Matt started his talk by reviewing some recently released Commonwealth HC data that shows the US ranks last in quality metrics and is the most expensive health care (HC) in the world by far.
A bit of health care history
Matt then reminded us what the HC environment looked like in 2007 when PF was founded:
- 7% of docs used EHRs
- 60% of bankruptcies were due to medical bills
- 55 million Americans were uninsured
- 10-15 standards for interoperability (meaning there were no uniform standards)
- The 1st generation iPhone was being released)
Then came the recession, the stimulus bill (ARRA) and eventually Obamacare (PPACA).
By 2014, the environment is very different:
- 40% of docs are now using EHRs daily
- 0% of bankruptcies are due to medical bills
- 19 million more Americans have health insurance (as a result of expansion of Medicaid, allowing adult children to stay on their parents policy, and enrollments in Obamacare)
- A new HHS bureaucracy, the Office of the National Coordinator for Health IT (ONCHIT), has helped us get to 3 uniform standards to drive interoperability (i.e., EHRs can now talk to each other)
Advice for start-up entrepreneurs
During this time, PF has grown rapidly, and, per Matt, is now the nation’s largest patient-physician platform with 82 million patient lives and 110,000 medical professional logging in every day. Matt closed the presentation by sharing the three things he tells entrepreneurs.
1) Find the avoidable
Go where the money is being spent, find the waste and squeeze it out. People will pay you to save money. For example, according to a New England Institute Study, we spend $310 billion per year on poor medication adherence or 14% of the total health care spend. Perhaps that is why you see so many digital health companies trying to design tools that can be shown to improve adherence and reduce this wasteful cost.

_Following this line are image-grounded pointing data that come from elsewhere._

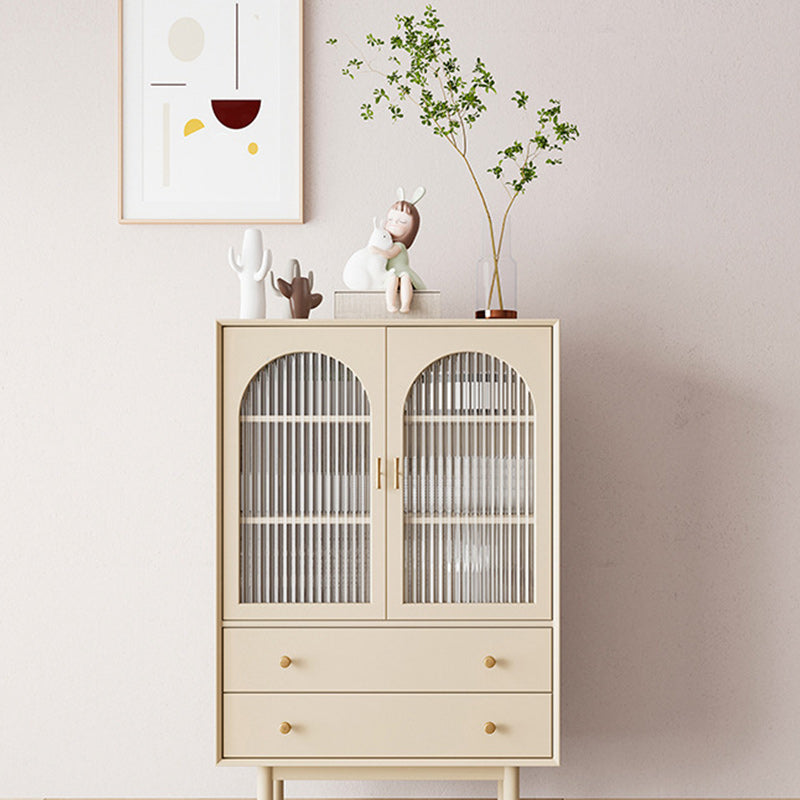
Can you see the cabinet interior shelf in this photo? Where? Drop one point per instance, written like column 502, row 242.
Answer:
column 476, row 519
column 311, row 519
column 304, row 418
column 470, row 418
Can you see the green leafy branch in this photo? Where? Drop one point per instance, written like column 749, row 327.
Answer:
column 421, row 70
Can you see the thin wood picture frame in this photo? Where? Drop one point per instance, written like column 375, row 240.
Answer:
column 210, row 111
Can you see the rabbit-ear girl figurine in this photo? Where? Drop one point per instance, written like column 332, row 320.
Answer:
column 402, row 223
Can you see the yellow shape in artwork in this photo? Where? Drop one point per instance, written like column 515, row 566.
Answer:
column 191, row 126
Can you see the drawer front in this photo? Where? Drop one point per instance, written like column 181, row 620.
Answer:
column 387, row 659
column 387, row 725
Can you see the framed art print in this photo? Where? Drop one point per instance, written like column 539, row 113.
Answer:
column 211, row 111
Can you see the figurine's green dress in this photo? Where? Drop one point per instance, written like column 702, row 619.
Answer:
column 399, row 266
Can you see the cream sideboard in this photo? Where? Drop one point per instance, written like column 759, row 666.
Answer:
column 388, row 549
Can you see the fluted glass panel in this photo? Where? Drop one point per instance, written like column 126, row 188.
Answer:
column 304, row 484
column 469, row 479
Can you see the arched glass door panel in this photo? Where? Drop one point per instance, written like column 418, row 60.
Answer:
column 304, row 489
column 469, row 484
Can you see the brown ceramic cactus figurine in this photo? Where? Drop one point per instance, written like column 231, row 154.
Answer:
column 298, row 292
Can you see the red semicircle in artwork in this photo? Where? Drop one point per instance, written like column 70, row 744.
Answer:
column 236, row 114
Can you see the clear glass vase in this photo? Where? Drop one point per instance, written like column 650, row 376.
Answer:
column 496, row 283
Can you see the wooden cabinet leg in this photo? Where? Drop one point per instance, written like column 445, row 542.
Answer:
column 264, row 783
column 510, row 783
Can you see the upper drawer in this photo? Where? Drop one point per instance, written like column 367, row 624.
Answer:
column 387, row 659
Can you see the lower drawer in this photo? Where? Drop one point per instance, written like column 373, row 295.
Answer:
column 387, row 659
column 387, row 725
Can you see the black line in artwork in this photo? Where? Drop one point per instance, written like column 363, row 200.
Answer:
column 237, row 46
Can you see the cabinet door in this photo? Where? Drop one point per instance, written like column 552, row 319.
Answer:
column 302, row 425
column 469, row 516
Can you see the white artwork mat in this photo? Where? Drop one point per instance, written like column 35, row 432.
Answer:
column 211, row 110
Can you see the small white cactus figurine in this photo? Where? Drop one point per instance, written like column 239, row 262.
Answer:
column 251, row 267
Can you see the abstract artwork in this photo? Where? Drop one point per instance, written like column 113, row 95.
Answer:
column 211, row 110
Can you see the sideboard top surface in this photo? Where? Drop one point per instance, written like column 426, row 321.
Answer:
column 384, row 323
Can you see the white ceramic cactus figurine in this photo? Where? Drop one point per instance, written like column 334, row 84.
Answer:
column 251, row 267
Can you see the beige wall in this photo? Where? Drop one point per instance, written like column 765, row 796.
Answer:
column 668, row 245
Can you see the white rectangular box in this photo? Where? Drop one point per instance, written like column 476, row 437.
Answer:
column 372, row 305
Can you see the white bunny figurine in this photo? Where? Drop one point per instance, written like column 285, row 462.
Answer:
column 366, row 270
column 251, row 268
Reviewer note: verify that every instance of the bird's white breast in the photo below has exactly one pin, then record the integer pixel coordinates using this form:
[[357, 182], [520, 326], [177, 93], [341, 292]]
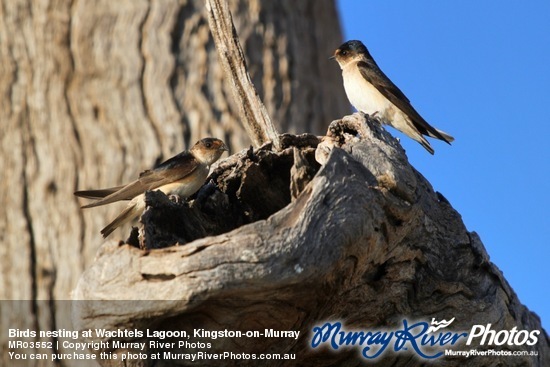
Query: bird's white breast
[[188, 185], [364, 96]]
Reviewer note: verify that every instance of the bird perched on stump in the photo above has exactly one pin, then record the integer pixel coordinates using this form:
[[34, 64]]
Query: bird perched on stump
[[370, 91], [181, 175]]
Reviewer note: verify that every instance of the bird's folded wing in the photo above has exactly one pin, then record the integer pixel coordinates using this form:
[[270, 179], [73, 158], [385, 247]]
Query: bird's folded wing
[[174, 169], [384, 85]]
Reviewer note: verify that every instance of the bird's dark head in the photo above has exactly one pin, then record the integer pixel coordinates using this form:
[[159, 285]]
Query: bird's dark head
[[350, 51], [208, 150]]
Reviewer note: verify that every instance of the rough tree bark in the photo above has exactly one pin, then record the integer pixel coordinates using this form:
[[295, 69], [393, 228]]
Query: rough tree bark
[[283, 243], [94, 92], [366, 241]]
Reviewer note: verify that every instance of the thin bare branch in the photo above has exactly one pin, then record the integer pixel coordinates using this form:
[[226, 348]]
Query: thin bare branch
[[255, 118]]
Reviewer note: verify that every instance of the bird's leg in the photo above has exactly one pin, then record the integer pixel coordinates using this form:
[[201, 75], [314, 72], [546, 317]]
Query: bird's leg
[[174, 198]]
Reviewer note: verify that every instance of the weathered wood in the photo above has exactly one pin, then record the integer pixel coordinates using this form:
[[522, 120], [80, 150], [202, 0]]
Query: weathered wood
[[367, 241], [256, 121], [95, 92]]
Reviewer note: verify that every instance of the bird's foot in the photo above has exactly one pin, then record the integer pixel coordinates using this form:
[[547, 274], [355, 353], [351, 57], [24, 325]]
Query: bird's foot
[[175, 198]]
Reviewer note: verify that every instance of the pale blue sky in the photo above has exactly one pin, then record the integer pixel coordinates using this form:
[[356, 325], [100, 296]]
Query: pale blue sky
[[479, 71]]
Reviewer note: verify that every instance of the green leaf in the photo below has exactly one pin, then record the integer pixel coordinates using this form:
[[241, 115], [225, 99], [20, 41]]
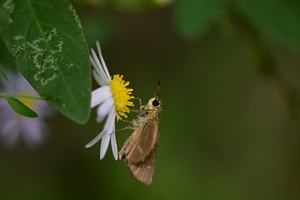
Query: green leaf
[[20, 108], [278, 18], [2, 73], [47, 40], [193, 18]]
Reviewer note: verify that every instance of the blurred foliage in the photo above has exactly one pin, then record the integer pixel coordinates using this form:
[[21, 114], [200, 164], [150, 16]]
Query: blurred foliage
[[224, 132]]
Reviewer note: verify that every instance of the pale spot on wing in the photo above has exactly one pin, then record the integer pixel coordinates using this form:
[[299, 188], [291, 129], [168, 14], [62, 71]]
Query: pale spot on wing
[[140, 149]]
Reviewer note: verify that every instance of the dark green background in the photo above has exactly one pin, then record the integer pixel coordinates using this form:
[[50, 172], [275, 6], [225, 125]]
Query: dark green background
[[225, 132]]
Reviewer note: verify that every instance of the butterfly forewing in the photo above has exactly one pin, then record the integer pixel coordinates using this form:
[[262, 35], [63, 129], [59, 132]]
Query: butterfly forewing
[[144, 171], [142, 142], [139, 150]]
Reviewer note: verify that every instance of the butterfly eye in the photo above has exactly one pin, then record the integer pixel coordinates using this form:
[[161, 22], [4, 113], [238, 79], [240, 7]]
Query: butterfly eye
[[155, 103]]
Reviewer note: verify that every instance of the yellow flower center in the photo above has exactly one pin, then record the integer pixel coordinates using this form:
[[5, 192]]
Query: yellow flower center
[[121, 95]]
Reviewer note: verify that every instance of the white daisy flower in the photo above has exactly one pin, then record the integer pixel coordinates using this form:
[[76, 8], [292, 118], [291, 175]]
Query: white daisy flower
[[14, 127], [113, 98]]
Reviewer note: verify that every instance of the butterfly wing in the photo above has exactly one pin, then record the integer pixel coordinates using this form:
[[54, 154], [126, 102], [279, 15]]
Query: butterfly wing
[[144, 171]]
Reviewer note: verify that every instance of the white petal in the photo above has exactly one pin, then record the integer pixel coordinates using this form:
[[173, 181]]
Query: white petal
[[104, 145], [114, 144], [96, 139], [109, 122], [104, 108], [98, 67], [110, 128], [100, 95], [98, 79], [102, 60]]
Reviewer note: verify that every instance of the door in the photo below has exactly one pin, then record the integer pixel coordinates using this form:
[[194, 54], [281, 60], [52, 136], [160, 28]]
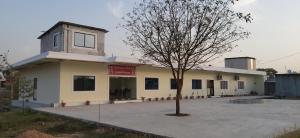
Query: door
[[210, 88]]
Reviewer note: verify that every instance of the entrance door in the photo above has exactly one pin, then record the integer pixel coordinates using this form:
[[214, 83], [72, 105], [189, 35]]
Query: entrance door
[[210, 88], [122, 88]]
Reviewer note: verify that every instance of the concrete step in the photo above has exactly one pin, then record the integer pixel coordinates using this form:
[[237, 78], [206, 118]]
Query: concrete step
[[127, 101]]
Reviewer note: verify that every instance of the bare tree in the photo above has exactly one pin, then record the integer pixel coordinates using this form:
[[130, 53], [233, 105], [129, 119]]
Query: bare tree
[[184, 34], [4, 65]]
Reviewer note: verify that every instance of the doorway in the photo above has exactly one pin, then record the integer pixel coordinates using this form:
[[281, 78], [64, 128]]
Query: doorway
[[122, 88], [210, 88]]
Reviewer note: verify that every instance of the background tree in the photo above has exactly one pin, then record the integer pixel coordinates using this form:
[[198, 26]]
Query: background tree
[[183, 34], [25, 90]]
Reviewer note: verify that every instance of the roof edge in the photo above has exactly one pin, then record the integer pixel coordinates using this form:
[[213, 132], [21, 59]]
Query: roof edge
[[73, 24]]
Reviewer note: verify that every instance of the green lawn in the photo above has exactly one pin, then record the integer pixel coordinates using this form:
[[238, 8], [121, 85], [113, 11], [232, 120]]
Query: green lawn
[[15, 122]]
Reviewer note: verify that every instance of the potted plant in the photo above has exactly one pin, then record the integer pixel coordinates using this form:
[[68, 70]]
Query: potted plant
[[87, 102]]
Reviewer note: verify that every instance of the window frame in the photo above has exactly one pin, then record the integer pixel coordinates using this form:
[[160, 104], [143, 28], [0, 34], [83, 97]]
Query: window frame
[[56, 36], [84, 40], [171, 84], [241, 88], [85, 90], [152, 89], [197, 85], [226, 86]]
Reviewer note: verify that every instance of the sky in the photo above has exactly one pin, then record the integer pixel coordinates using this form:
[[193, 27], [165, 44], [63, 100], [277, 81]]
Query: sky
[[274, 39]]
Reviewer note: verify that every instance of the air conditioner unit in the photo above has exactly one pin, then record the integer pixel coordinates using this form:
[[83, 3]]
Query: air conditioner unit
[[219, 77], [236, 77]]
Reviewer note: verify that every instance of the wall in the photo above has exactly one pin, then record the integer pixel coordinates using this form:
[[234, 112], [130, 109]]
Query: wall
[[69, 40], [252, 83], [48, 82], [288, 85], [47, 41], [71, 68]]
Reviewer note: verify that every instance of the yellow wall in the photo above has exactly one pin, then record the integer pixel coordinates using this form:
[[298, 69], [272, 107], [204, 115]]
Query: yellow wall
[[252, 83], [55, 82], [48, 82], [69, 69]]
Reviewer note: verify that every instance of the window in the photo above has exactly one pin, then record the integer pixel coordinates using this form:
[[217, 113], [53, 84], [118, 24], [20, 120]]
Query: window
[[84, 40], [84, 83], [196, 84], [34, 88], [173, 84], [241, 85], [56, 40], [224, 84], [151, 83]]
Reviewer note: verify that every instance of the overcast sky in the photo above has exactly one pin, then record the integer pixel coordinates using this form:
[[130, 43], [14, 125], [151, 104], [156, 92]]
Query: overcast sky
[[274, 41]]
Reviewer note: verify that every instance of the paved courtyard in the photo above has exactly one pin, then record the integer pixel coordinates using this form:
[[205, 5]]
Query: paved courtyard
[[210, 118]]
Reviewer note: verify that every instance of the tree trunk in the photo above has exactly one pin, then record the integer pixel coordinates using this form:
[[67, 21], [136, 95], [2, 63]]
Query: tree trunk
[[178, 96], [178, 102], [23, 105]]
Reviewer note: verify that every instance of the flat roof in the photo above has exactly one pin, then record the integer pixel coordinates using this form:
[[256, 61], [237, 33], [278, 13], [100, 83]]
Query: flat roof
[[73, 24], [287, 74], [240, 57], [47, 56]]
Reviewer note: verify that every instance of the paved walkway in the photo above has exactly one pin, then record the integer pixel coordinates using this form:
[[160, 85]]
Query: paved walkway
[[210, 118]]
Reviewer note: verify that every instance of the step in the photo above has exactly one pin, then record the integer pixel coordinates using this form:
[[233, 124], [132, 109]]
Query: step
[[127, 101]]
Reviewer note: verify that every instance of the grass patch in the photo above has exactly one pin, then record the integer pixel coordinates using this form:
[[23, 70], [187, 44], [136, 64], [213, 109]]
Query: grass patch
[[14, 122], [292, 134]]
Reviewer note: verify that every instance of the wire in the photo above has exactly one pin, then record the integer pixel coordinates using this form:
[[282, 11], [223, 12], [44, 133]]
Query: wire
[[280, 58]]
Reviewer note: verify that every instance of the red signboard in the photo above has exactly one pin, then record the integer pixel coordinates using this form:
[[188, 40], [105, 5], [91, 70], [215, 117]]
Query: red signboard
[[121, 70]]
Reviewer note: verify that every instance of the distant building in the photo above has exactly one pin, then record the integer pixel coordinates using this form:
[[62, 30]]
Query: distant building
[[287, 85], [72, 68], [248, 63]]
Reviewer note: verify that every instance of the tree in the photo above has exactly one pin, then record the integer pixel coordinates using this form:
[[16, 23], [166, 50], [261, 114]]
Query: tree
[[183, 34], [25, 90]]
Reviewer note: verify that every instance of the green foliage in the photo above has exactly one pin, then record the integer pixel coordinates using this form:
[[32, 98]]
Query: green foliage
[[71, 126]]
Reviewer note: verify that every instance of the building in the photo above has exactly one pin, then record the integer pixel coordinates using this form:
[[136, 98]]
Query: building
[[287, 85], [72, 68]]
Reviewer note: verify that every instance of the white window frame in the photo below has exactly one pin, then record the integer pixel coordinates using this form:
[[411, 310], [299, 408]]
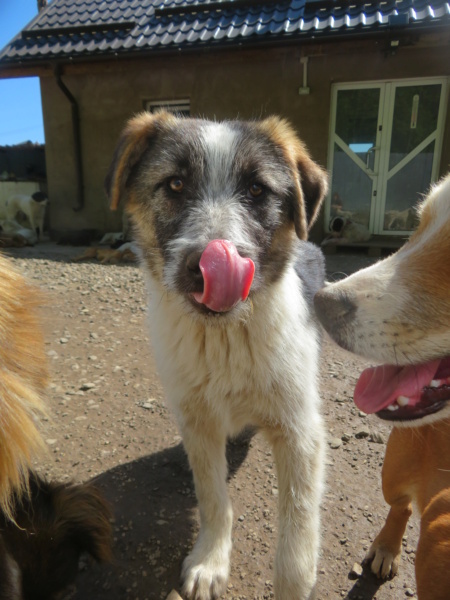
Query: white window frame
[[182, 106]]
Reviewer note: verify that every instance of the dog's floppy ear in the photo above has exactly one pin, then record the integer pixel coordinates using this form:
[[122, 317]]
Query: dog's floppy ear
[[310, 179], [134, 141]]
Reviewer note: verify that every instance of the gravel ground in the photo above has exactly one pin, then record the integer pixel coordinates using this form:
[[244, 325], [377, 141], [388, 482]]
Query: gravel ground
[[109, 423]]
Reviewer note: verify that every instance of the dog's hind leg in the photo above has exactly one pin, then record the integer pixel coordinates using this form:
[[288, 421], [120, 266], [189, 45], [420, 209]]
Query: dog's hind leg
[[398, 475], [206, 569], [300, 481]]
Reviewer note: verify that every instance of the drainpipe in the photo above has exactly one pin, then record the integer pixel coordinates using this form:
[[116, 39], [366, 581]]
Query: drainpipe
[[76, 140]]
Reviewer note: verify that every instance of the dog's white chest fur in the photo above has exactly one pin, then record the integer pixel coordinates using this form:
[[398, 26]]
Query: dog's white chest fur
[[227, 366]]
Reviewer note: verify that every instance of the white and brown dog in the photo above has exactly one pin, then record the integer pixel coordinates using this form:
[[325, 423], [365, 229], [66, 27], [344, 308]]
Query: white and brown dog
[[218, 210], [398, 312]]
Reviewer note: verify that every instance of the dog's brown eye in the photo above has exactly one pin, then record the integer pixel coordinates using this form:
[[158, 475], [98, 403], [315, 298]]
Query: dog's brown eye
[[176, 185], [255, 190]]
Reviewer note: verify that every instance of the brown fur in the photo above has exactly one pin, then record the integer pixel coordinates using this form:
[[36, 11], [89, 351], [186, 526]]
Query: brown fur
[[406, 298], [53, 526], [23, 378]]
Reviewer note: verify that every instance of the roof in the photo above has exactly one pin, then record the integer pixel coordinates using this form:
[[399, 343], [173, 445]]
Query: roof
[[70, 29]]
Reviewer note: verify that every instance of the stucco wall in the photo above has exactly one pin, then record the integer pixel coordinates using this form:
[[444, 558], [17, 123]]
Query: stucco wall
[[239, 83]]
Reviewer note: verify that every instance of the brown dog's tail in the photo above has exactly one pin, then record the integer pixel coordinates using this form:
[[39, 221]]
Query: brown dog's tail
[[53, 526], [23, 378]]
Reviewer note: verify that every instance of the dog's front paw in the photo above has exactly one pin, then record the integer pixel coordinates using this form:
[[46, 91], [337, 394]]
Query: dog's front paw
[[205, 578], [385, 560]]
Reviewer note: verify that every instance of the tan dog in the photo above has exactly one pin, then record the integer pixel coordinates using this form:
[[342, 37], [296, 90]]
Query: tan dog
[[23, 379], [44, 527], [220, 212], [398, 312]]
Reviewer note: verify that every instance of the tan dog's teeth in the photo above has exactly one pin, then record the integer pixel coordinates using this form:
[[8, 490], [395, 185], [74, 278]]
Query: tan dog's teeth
[[402, 401]]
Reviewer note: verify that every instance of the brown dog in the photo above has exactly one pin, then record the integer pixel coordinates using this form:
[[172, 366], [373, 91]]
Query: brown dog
[[44, 528], [397, 311]]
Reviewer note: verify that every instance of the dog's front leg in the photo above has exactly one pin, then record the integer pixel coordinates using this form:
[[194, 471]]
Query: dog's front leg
[[206, 569], [299, 461]]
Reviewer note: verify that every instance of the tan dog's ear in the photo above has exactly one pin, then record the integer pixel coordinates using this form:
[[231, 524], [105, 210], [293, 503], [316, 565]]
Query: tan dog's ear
[[134, 141], [311, 180]]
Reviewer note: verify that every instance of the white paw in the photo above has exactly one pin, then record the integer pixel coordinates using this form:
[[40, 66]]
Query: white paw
[[205, 578], [385, 562]]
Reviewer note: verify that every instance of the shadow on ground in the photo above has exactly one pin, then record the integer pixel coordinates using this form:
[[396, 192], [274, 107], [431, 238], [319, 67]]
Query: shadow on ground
[[153, 500]]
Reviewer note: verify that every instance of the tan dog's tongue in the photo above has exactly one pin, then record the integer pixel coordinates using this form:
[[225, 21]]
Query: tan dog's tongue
[[227, 276]]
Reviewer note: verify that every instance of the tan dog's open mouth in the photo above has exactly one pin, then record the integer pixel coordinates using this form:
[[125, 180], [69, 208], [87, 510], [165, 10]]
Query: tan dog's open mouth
[[408, 393]]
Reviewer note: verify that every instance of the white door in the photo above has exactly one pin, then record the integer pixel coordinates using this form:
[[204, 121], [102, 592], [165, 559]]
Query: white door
[[384, 151]]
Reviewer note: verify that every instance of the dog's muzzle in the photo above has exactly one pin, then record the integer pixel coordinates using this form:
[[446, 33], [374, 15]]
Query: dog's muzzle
[[226, 276], [336, 311]]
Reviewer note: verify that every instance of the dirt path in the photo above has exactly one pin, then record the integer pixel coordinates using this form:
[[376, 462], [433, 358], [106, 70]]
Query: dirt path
[[110, 423]]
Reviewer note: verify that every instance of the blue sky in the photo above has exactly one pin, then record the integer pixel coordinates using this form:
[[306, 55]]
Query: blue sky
[[20, 99]]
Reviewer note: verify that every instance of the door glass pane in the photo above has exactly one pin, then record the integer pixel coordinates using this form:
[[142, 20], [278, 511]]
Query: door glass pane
[[351, 189], [416, 112], [405, 189], [357, 118]]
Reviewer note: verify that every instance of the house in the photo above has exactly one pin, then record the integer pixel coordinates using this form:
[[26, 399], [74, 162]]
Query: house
[[365, 84]]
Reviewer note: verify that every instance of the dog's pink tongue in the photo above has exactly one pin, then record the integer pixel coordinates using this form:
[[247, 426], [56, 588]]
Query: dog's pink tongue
[[227, 276], [380, 386]]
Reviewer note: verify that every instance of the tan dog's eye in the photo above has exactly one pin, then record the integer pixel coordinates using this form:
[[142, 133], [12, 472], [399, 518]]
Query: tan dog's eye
[[176, 185], [255, 190]]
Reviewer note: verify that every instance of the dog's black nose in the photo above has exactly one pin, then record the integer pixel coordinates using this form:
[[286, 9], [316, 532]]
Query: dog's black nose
[[193, 266], [334, 309]]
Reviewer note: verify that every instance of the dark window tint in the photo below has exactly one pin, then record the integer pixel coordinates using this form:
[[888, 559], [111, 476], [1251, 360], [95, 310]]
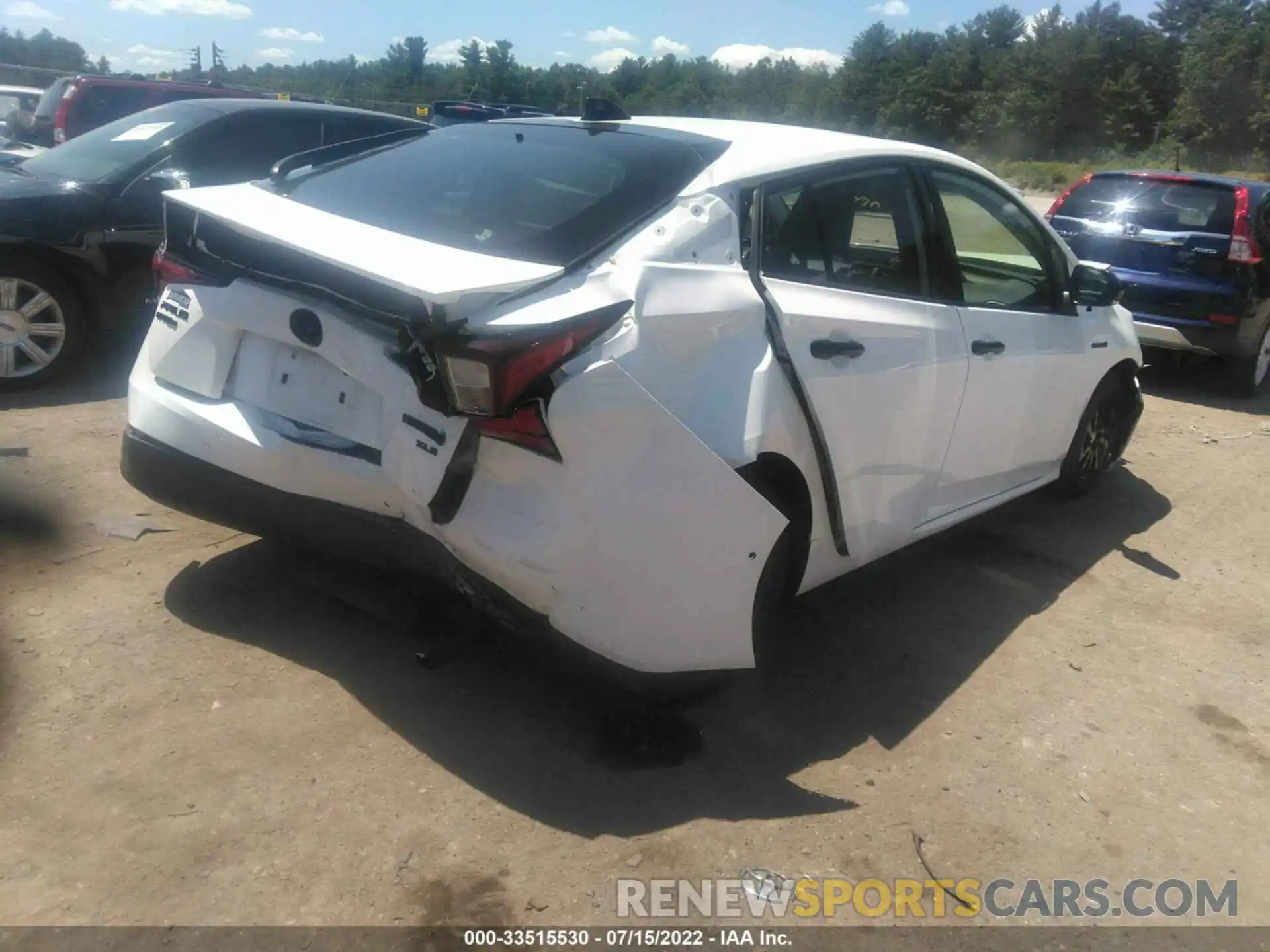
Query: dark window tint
[[241, 149], [1002, 255], [343, 130], [48, 102], [857, 231], [112, 151], [1154, 204], [98, 106], [549, 193]]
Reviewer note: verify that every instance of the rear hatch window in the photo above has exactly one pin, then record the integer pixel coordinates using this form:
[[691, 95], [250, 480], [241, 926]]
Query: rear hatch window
[[1173, 237], [549, 193]]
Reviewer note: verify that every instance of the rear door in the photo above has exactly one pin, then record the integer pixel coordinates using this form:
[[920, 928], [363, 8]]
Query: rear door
[[843, 260], [1169, 239], [1028, 381]]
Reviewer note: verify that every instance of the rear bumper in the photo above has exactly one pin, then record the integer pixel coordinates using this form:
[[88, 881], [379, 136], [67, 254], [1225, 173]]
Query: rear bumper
[[204, 491], [1199, 337]]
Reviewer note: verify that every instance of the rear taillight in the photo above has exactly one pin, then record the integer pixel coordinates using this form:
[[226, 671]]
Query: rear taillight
[[1064, 197], [526, 427], [63, 114], [491, 377], [1244, 244], [169, 270], [487, 376]]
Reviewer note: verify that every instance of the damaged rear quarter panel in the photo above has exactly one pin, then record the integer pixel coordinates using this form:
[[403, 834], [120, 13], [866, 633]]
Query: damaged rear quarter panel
[[643, 545]]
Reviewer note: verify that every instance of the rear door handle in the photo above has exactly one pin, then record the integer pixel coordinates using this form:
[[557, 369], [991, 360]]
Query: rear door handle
[[828, 349]]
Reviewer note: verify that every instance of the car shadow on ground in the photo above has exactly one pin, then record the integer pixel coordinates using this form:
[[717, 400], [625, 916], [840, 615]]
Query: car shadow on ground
[[101, 372], [1198, 381], [870, 655]]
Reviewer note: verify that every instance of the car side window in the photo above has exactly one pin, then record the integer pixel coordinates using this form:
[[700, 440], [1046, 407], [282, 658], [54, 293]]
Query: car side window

2) Be agile, try many things
You need to experiment and not just in the arena of software development, but in every possible way within the organization. With respect to soft ware development, a company should be nimble when it comes to improving the product. This means continuous cycles of “release, iterate, get feedback, improve the product, and release again.” He says PF releases an update about every 2 weeks, sometimes as frequently as every week. This is in stark contrast to other EHRs that have once per year updates.
Pivots are a part of being agile. If you haven’t seen it, be sure to read Scott Adams’ (creator of Dilbert) blog post on the topic. PF made two major pivots before rolling out its first product. Matt says the company started out to develop a practice management system but soon found that market was saturated. They pivoted to an EHR. Then initially rolled out a product that they charged $15o/month for docs to access. But the docs complained and tried to get them to lower their price (“how about if I give you $20/month). It became clear to the founders that they needed a different business model, so they made the product available to the docs for free, making money instead on advertisements. After that the company took off, per Matt, the hockey stick began.
3) Aim for incremental behavior change
Back when PF started only 7% of physicians were using EHRs on a regular basis. It was unrealistic to expect that all physicians would start using EHRs every day for every patient in a short period of time. It was simply too much of a change to physicians’ work flows. So we aimed for incremental behavior change instead, rolling out different aspects of the platform over time. Matt thinks this was one of the primary reasons for PF’s success.